En Côte d’Ivoire, à travers le projet MIGRET, Enabel a analysé les défis auxquels font face les personnes migrantes de retour, tant pour accéder aux droits et aux services qu’aux opportunités socioéconomiques disponibles. Ces analyses permettent aux acteurs publics, privés et associatifs d’adapter leurs services et leurs conditions d’accessibilité. De l’accueil au suivi en passant par l’orientation, l’appui psychosocial, la formation, l’insertion ou l’accès au financement, tous les acteurs de la prise en charge sont pris en considération.
En Guinée, le projet AMIS renforce les liens entre services publics de l’emploi, centres de formation, structures d’accompagnement et entreprises pour connecter les personnes migrantes de retour à des opportunités concrètes. Les partenariats avec le secteur privé sont essentiels pour aligner les parcours professionnels sur les besoins réels de l’économie locale.
L’accompagnement repose aussi sur une reconnaissance et une valorisation des compétences acquises lors de la migration : les expériences migratoires, mêmes difficiles, sont porteuses de savoir-faire techniques, relationnels et entrepreneuriaux. Enabel appuie des outils utilisés par les services publics, comme le bilan de compétences, qui met en valeur les acquis existants, identifie les besoins de formation et facilite l’orientation des jeunes vers des parcours professionnels adaptés. Un accent particulier est mis sur l’appui psychosocial et professionnel destiné aux femmes, aux jeunes et aux personnes en situation de handicap.
L’objectif est de soutenir des trajectoires réalistes, qui mettent en avant les acquis existants et les opportunités locales.
De l’individu au territoire : une dynamique collective
La réintégration est d’abord une question de système : les services qui permettent l’accès aux droits et aux opportunités existent-ils, sont-ils accessibles et adaptés dans la durée ?
Pour les personnes migrantes de retour, l’enjeu est double : disposer de services adaptés à leurs parcours, et s’appuyer sur des acteurs capables de veiller à leur inclusion en lien avec les institutions nationales et locales.
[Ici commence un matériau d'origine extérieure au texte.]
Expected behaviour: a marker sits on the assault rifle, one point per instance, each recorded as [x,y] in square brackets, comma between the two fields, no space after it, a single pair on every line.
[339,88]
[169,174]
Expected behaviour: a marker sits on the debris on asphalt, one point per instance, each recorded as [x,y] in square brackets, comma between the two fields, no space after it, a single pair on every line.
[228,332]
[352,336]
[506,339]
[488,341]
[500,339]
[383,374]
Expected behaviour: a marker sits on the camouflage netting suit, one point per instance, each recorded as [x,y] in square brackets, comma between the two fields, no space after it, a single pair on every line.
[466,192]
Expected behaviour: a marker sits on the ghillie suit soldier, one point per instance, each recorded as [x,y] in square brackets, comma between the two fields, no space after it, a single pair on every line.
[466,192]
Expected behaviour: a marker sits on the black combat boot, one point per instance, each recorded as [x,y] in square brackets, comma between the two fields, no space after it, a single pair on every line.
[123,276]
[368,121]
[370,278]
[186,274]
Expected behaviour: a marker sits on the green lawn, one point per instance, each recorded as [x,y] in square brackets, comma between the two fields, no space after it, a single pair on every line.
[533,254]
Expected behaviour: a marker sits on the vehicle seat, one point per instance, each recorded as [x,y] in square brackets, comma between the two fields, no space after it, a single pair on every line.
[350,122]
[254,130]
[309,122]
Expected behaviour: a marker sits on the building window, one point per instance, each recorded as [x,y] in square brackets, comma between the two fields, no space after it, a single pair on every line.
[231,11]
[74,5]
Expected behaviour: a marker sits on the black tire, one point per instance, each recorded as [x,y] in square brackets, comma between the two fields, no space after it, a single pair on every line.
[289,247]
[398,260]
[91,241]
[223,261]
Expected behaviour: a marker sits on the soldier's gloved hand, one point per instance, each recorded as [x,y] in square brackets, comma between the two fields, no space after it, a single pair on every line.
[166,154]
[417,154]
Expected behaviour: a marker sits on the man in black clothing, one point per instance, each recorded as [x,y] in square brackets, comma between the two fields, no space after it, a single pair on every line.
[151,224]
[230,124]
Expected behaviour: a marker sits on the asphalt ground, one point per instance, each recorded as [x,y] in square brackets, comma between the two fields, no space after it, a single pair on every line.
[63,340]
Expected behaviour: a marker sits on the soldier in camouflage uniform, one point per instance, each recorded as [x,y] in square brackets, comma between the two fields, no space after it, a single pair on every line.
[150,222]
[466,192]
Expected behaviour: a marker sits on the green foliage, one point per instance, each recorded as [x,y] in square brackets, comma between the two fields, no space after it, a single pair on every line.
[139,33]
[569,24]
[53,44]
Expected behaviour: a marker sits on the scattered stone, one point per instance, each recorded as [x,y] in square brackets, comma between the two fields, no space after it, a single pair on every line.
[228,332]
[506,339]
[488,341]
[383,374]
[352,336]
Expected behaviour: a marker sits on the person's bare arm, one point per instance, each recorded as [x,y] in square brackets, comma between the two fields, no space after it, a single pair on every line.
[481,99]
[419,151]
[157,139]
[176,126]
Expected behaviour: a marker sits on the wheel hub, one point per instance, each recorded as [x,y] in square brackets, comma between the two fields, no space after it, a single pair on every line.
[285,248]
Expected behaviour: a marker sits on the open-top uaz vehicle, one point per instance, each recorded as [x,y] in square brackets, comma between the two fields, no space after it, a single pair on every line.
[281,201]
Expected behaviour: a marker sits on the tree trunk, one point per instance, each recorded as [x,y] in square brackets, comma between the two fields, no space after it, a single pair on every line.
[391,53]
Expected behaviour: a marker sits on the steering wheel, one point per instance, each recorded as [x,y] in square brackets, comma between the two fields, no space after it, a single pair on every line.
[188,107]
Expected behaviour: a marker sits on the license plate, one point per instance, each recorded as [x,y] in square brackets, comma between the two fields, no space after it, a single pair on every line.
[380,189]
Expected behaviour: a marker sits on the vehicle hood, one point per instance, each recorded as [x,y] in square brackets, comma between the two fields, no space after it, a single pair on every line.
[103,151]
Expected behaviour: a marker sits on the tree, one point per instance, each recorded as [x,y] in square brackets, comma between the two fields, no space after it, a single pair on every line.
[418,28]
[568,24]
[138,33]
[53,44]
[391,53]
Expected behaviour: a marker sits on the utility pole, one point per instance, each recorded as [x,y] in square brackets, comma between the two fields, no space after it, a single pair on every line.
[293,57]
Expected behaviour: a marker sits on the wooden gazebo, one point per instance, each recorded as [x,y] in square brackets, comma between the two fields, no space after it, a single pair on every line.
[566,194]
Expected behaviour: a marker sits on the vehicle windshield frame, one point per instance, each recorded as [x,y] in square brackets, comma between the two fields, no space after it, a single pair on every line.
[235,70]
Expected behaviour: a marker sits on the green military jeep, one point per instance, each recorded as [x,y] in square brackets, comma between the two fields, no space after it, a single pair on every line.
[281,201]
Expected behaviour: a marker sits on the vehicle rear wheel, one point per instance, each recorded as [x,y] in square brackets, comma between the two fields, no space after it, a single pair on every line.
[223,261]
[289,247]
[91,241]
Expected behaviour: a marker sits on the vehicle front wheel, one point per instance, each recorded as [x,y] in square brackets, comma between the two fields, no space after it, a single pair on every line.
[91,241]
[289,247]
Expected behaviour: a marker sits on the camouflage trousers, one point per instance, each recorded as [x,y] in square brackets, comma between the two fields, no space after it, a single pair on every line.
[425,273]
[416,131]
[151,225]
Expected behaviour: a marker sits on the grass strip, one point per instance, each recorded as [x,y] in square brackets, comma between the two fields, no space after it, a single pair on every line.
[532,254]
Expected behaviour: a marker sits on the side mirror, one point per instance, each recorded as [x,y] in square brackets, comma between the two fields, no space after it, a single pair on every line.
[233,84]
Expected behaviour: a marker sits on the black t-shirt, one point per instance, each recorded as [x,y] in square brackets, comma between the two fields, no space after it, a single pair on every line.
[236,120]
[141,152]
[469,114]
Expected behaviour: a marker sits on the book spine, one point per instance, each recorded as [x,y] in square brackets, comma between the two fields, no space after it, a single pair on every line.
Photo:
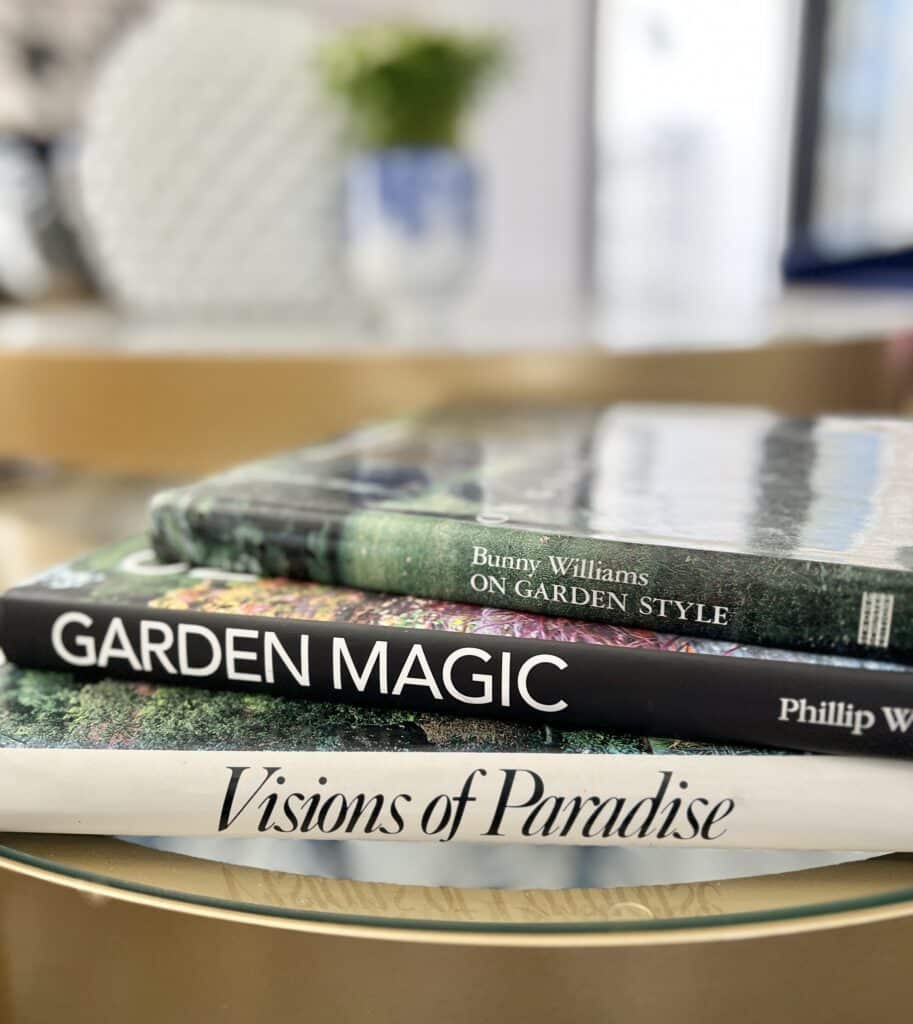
[715,801]
[777,702]
[824,607]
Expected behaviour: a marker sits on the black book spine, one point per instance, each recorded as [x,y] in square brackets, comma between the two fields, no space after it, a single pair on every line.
[786,704]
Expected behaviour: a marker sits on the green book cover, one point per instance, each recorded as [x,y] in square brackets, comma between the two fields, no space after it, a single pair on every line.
[726,523]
Plutôt que de créer des dispositifs parallèles ad hoc, MIGRET et AMIS renforcent les écosystèmes existants au bénéfice de toute la population. L’approche d’Enabel s’ancre au niveau territorial : elle renforce les capacités de gestion des services publics, des collectivités locales et de la société civile afin qu’ils puissent durablement accueillir, orienter et accompagner les personnes migrantes de retour.
En évitant de calquer un modèle unique, parfois inadapté aux réalités locales, l’approche d’Enabel contribue aussi à intégrer les enjeux de la réintégration dans les politiques nationales de l’emploi, de la jeunesse et de la migration.
Une approche qui rejoint les évolutions européennes
Ces expériences montrent que l’existence de systèmes adaptés ainsi que l’accès à des opportunités socioéconomiques permettent aux personnes migrantes de faire des choix de manière libre et autonome, dans un cadre régulier.
Cette approche s’inscrit dans une évolution plus large des politiques européennes, qui tendent vers une approche plus intégrée articulant gouvernance de la mobilité et de la migration, coopération avec les pays partenaires et appui aux systèmes nationaux de (ré)intégration.
Des projets comme MIGRET et AMIS traduisent ces orientations en actions concrètes, en investissant dans les territoires et les systèmes locaux, et en reconnaissant la mobilité comme vecteur de création de valeur.